Consider that at the most basic level, corporations pay for products at wholesale prices, which are measured by the PPI, and sell them at retail rates, which are tracked by the CPI. Consequently, the difference between these two inflation measures should serve as a rough proxy for corporate profit growth and provide some insight into the path of equity market performance.
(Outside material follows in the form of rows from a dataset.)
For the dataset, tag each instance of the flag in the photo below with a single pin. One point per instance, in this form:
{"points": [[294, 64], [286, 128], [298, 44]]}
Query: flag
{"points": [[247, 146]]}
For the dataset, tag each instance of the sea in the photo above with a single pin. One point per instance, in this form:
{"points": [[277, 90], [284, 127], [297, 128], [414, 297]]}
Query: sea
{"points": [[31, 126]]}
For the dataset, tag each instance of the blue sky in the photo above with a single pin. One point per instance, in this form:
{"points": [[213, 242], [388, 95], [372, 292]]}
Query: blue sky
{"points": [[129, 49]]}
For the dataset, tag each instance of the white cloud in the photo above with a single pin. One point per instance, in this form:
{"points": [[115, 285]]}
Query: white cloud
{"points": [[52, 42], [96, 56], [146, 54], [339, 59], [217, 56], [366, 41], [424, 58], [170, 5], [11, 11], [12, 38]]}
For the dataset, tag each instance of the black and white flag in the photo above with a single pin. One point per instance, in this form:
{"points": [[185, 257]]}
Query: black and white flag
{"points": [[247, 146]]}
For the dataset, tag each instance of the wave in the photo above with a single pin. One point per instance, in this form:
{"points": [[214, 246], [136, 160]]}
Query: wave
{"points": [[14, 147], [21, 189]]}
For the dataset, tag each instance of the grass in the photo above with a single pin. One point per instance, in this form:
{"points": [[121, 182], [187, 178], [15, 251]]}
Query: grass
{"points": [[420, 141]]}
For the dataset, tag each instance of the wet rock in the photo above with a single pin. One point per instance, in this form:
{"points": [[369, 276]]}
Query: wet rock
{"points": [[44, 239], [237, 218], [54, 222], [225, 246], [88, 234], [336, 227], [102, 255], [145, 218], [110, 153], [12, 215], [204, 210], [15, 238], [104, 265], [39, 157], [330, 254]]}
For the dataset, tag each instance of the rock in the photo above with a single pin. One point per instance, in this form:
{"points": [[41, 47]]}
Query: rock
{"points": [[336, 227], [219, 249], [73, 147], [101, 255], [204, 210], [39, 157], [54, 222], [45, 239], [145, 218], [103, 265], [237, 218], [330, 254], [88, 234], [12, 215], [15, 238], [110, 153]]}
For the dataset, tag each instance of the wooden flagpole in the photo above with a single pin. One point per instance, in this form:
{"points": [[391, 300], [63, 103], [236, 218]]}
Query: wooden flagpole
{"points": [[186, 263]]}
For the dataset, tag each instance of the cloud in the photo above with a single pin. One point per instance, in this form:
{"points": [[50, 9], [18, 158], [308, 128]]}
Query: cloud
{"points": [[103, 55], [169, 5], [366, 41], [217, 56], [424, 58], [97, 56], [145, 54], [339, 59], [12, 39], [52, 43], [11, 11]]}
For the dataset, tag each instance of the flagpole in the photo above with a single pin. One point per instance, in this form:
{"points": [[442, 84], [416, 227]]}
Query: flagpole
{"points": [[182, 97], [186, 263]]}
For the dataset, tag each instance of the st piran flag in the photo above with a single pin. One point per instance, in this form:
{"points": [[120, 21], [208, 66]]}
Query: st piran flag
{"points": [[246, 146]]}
Does this theory hold up in practice? Stock market performance has tended to diminish over time whenever the rise in the CPI has fallen short of that in the PPI. Since 1948, whenever the year-over-year change in the PPI outpaced the yearly advance in the CPI, the S&P 500 averaged an annualized increase of 13.0% over the following three months. In the six months after these shortfalls, however, the S&P averaged an annualized gain of 8.2%. Not surprisingly, after one year, the average increase equaled just 5%. Further, in both the 18 and 24 months after these occurrences, the index averaged meager annualized increases of 4.2%. These numbers suggest that market performance does tend to suffer with a lag in response to an unfavorable inflation spread.
This relationship between equity prices and the CPI/PPI spread has been remarkably steady over time. While it is true that stock market performance was stronger in the face of negative inflation spreads in the 1990s than in prior decades, annualized gains still deteriorated then after the spread between retail and wholesale inflation turned negative. In addition, the episodes in which the inflation spread went negative in the 1990s were relatively short-lived.
There has also been a negative relationship between the performance of the S&P 500 in a given decade and the number of times that the CPI inflation rate trailed the PPI inflation rate. In every decade since the 1960s, in fact, average yearly gains in the stock market have been inversely related to the amount of time that the yearly change in the CPI has fallen short of the yearly change in the PPI. Specifically, there has been a -65% correlation over the last five decades between the average yearly change in the S&P 500 and the number of months that the PPI has outpaced the CPI.